Stack allocated variables
Typically local variables are put on the "stack". This means that the compiler assigns an offset to the "stack pointer" which can be different depending on the invocation of the current function. I.e. the compiler assumes that memory locations like Stack-Pointer+4, Stack-Pointer+8, etc. are accessible and usable by the program. Upon return-ing from the function the memory locations are not guaranteed to retain these values.
This is mapped into assembly instructions similar to the following. esp is the stack pointer, esp + N refers to a memory location relative to esp:
mov eax, DWORD PTR SS:[esp]
mov eax, DWORD PTR SS:[esp + 4]
mov eax, DWORD PTR SS:[esp + 8]
Heap
Then there are variables that are heap-allocated. This means that there is a library call to request memory from the standard library (alloc in C or new in C++). This memory is reserved until the end of the programs execution. alloc and new return pointers to memory in a region of memory called the heap. The allocating functions have to make sure that the memory is not reserved which can make heap-allocation slow at times. Also, if you don't want to run out of memory you should free (or delete) memory that is not used anymore. Heap allocation is quite complicated internally since the standard library has to keep track of used and unsused ranges in memory as well as freed ranges of memory. Therefore even freeing a heap-allocated variable can be more time-consuming than allocating it. For more information see How is malloc() implemented internally?
Understanding the difference between stack and heap is quite fundamental to learning how to program in C and C++.
Arbitrary Pointers
Naively one might assume, that by setting a pointer to an arbitrary address int *a = 0x123 it should be possible to address arbitrary locations in the computer's memory. This does not exactly hold true since (depending on the CPU und system) programs are heavily restricted when addressing memory.
Getting a feel for memory
In a guided classroom experience, it might be beneficial to explore some simple C code by compiling source code to assembler (gcc can do this for example). A simple function such as int foo(int a, int b) { return a+b;} should suffice (without optimizations). Then see something like int bar(int *a, int *b) { return (*a) + (*b);};
When invoking bar, allocate the parameters once on the stack, once per malloc.
Conclusion
The compiler does perform some variable placment and alignment relative to base-adresses which are obtained by the program/standard library at runtime.
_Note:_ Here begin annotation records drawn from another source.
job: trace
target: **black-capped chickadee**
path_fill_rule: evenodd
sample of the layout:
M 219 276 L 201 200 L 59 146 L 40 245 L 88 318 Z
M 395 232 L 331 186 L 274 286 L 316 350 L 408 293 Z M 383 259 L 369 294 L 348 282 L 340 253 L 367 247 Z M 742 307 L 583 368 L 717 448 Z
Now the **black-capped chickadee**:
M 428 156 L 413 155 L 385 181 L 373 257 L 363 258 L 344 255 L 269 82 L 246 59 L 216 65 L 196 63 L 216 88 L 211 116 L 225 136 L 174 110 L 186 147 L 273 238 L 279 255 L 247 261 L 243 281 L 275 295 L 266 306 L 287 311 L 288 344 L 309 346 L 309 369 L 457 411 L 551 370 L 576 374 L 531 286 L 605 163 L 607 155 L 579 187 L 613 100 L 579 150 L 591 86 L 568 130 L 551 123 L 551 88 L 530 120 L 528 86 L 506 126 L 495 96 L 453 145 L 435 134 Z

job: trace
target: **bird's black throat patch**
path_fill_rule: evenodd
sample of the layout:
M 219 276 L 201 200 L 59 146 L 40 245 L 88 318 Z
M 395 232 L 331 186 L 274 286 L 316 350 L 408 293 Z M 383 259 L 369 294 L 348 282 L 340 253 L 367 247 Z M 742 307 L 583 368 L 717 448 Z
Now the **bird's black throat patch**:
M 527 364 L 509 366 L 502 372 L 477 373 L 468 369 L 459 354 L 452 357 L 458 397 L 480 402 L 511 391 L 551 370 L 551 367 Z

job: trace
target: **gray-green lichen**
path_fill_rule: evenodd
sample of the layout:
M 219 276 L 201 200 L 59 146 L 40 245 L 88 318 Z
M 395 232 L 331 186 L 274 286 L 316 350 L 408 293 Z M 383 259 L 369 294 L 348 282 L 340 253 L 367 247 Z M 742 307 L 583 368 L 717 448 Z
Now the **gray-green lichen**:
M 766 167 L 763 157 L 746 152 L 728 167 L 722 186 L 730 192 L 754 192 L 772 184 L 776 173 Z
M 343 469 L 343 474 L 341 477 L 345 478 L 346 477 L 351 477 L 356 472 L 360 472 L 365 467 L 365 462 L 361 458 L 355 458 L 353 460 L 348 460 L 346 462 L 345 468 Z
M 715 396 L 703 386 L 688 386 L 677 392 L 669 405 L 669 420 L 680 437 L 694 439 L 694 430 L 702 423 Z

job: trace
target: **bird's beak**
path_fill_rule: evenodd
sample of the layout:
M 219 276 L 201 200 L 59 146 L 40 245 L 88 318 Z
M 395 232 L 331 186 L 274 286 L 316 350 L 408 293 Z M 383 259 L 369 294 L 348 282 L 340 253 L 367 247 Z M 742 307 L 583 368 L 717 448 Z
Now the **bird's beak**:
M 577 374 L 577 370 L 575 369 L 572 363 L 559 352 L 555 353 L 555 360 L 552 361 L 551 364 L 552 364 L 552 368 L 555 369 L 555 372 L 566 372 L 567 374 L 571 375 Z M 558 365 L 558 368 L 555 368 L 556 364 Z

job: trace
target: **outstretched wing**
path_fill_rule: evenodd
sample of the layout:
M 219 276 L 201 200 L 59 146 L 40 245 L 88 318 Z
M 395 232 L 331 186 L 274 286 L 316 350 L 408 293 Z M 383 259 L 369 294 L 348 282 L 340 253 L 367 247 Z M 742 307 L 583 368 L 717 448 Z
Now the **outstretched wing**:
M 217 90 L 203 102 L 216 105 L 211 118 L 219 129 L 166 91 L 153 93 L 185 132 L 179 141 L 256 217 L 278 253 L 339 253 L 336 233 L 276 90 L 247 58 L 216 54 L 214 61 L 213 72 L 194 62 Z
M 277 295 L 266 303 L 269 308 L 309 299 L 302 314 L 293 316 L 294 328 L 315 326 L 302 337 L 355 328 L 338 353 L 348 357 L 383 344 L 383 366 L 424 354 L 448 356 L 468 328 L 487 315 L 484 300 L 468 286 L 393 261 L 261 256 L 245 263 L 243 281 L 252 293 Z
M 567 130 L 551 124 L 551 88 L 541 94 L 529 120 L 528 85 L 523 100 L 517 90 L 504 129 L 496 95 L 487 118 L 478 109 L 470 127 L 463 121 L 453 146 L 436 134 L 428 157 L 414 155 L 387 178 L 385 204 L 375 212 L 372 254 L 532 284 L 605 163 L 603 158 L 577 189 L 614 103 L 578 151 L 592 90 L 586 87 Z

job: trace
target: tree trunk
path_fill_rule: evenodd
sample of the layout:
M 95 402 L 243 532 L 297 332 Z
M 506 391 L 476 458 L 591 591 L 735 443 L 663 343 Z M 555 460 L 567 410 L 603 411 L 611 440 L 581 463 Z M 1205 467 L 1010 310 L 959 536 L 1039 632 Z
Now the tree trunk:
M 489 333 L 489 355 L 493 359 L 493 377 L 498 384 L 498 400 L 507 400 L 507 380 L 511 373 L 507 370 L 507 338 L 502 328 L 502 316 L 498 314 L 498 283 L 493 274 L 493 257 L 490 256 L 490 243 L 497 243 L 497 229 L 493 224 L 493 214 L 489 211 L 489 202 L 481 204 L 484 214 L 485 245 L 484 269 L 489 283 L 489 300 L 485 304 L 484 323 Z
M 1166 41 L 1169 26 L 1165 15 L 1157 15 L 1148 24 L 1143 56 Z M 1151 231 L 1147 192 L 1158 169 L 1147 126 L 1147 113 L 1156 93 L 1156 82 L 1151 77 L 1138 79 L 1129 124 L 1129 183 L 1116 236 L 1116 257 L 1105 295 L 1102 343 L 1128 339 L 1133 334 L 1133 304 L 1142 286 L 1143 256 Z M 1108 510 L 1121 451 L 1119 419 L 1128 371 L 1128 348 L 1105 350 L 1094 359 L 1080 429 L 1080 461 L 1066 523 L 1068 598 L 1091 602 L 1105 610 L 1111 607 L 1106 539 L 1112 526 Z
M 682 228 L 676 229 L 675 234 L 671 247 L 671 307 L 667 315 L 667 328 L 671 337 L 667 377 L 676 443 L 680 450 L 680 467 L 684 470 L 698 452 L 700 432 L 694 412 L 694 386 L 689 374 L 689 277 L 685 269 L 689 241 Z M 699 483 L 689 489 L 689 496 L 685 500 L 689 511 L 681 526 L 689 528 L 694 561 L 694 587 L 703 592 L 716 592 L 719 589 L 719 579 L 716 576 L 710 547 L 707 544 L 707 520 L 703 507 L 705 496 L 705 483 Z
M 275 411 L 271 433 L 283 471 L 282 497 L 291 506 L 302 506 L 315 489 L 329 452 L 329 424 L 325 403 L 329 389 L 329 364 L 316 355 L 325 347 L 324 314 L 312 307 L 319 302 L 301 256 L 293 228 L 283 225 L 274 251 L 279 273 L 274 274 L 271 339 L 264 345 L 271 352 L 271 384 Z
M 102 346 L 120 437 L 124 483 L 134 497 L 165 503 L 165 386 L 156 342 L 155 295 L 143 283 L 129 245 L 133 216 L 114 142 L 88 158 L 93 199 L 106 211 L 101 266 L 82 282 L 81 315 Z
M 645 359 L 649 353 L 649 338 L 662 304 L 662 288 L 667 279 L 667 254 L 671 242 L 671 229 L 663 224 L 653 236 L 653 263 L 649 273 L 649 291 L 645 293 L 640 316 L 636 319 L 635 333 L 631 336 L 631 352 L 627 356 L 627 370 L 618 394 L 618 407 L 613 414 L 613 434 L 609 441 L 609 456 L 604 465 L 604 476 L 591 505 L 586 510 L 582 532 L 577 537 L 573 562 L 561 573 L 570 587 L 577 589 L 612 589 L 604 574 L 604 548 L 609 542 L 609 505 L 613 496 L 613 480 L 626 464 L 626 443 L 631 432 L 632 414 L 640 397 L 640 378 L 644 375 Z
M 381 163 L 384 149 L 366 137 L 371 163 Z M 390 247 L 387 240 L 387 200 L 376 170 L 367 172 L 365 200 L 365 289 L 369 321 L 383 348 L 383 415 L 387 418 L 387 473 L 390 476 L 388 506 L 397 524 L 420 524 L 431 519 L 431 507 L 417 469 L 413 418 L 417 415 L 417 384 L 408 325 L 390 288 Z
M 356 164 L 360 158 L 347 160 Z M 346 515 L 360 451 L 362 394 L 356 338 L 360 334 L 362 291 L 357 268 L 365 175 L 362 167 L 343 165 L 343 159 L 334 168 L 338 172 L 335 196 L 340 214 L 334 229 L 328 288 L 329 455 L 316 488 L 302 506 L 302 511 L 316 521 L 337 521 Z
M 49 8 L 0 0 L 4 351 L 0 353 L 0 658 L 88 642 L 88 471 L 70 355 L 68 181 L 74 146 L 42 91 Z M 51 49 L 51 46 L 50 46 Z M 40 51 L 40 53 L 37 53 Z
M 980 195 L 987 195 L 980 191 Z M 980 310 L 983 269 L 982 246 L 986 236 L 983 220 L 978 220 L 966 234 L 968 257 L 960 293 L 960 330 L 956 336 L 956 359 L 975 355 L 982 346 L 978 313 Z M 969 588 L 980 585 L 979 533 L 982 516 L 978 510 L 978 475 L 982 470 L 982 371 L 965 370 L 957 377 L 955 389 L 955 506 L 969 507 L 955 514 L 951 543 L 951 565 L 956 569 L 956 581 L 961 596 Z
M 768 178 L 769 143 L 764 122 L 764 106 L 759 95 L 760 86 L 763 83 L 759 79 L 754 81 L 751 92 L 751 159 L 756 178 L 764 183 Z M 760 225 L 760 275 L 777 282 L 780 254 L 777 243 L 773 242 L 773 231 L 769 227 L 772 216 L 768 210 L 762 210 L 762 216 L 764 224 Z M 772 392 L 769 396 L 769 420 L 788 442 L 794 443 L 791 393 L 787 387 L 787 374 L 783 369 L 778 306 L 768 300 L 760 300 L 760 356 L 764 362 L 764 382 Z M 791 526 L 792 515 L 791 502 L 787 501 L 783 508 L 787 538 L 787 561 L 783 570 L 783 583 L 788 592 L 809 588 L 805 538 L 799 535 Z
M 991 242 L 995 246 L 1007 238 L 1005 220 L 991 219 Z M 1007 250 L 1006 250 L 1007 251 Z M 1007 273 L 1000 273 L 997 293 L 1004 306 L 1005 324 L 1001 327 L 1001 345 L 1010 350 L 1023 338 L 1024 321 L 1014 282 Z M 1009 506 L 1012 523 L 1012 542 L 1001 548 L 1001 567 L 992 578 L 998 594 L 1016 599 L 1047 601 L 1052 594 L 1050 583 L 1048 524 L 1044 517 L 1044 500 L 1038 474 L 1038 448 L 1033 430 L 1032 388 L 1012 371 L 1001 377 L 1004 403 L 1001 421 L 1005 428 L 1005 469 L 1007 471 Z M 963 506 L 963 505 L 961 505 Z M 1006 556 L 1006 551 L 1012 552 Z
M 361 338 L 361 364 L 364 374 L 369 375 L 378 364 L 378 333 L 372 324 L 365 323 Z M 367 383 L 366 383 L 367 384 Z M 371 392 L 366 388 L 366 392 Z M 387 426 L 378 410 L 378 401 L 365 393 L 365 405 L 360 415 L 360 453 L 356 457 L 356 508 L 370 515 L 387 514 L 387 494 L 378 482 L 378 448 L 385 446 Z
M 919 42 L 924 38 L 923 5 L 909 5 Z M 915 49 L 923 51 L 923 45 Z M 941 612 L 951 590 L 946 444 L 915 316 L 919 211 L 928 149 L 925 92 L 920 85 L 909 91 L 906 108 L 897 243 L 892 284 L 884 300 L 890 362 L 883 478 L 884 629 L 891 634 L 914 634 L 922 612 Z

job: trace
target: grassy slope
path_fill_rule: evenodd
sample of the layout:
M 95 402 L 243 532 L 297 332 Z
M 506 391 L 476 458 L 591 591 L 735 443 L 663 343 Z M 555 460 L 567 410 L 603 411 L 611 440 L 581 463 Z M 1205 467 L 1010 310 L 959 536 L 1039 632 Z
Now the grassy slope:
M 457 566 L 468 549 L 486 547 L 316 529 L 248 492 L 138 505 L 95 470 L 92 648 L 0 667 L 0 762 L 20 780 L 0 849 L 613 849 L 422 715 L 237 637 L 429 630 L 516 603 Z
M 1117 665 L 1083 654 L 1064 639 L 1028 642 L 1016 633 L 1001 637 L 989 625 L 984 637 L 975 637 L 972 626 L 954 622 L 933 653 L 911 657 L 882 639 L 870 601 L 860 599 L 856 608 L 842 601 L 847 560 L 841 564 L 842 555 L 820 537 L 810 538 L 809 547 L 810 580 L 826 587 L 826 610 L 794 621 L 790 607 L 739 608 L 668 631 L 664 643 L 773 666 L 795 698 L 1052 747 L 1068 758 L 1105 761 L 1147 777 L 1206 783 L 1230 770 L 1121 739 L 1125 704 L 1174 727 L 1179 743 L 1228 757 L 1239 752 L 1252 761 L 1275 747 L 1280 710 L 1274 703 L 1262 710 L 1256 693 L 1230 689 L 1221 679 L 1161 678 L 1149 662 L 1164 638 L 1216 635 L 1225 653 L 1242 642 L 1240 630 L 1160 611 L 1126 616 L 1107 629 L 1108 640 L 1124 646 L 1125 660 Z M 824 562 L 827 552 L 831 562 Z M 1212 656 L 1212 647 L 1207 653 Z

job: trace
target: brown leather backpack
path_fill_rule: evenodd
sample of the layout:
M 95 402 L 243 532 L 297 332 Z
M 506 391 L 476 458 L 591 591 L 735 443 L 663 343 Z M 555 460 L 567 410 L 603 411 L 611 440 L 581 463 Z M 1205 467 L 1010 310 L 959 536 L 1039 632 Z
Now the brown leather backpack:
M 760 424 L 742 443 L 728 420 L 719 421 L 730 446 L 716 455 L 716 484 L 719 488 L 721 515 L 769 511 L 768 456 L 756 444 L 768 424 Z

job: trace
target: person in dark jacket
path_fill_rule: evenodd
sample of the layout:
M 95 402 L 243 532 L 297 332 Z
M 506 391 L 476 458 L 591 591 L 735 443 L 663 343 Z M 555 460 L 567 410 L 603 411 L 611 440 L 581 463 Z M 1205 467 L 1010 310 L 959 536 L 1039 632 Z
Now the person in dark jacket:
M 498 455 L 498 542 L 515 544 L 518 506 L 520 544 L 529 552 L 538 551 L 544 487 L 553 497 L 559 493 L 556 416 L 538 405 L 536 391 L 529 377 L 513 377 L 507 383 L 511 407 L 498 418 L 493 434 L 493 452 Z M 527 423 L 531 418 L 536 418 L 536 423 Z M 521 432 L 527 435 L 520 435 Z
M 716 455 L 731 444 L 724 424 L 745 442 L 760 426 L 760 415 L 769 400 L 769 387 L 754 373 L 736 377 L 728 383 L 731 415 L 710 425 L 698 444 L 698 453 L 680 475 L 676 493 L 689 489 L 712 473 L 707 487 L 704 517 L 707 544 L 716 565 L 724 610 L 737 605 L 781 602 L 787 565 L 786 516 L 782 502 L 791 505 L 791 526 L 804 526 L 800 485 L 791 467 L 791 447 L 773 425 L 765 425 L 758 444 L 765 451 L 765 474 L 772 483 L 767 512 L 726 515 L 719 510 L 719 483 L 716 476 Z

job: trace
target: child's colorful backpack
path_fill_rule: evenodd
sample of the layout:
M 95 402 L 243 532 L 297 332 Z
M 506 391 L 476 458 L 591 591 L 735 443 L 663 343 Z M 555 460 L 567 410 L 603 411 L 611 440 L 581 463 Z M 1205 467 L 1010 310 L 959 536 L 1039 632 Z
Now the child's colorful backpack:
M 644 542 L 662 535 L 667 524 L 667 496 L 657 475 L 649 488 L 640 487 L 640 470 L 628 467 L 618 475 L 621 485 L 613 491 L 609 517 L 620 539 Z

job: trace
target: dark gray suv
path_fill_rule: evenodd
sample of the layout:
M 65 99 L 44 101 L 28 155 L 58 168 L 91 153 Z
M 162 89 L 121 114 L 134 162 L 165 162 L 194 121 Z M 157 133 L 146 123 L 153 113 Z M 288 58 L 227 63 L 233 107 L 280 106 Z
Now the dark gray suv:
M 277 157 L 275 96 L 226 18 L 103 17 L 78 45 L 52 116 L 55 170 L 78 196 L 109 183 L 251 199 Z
For a deep understanding of memory related questions see Ulrich Drepper's "What every programmer should know about memory" http://citeseerx.ist.psu.edu/viewdoc/summary?doi=10.1.1.91.957
Apart from C-ish Country idenote
Then there also is Garbage Collection which is popular among lots of scripting languages (Python, Perl, Javascript, lisp) and device independent environments (Java, C#). It is related to heap allocation but slightly more complicated.
Varieties of programming languages are only heap-based (stackless python) or entirely stack based (forth).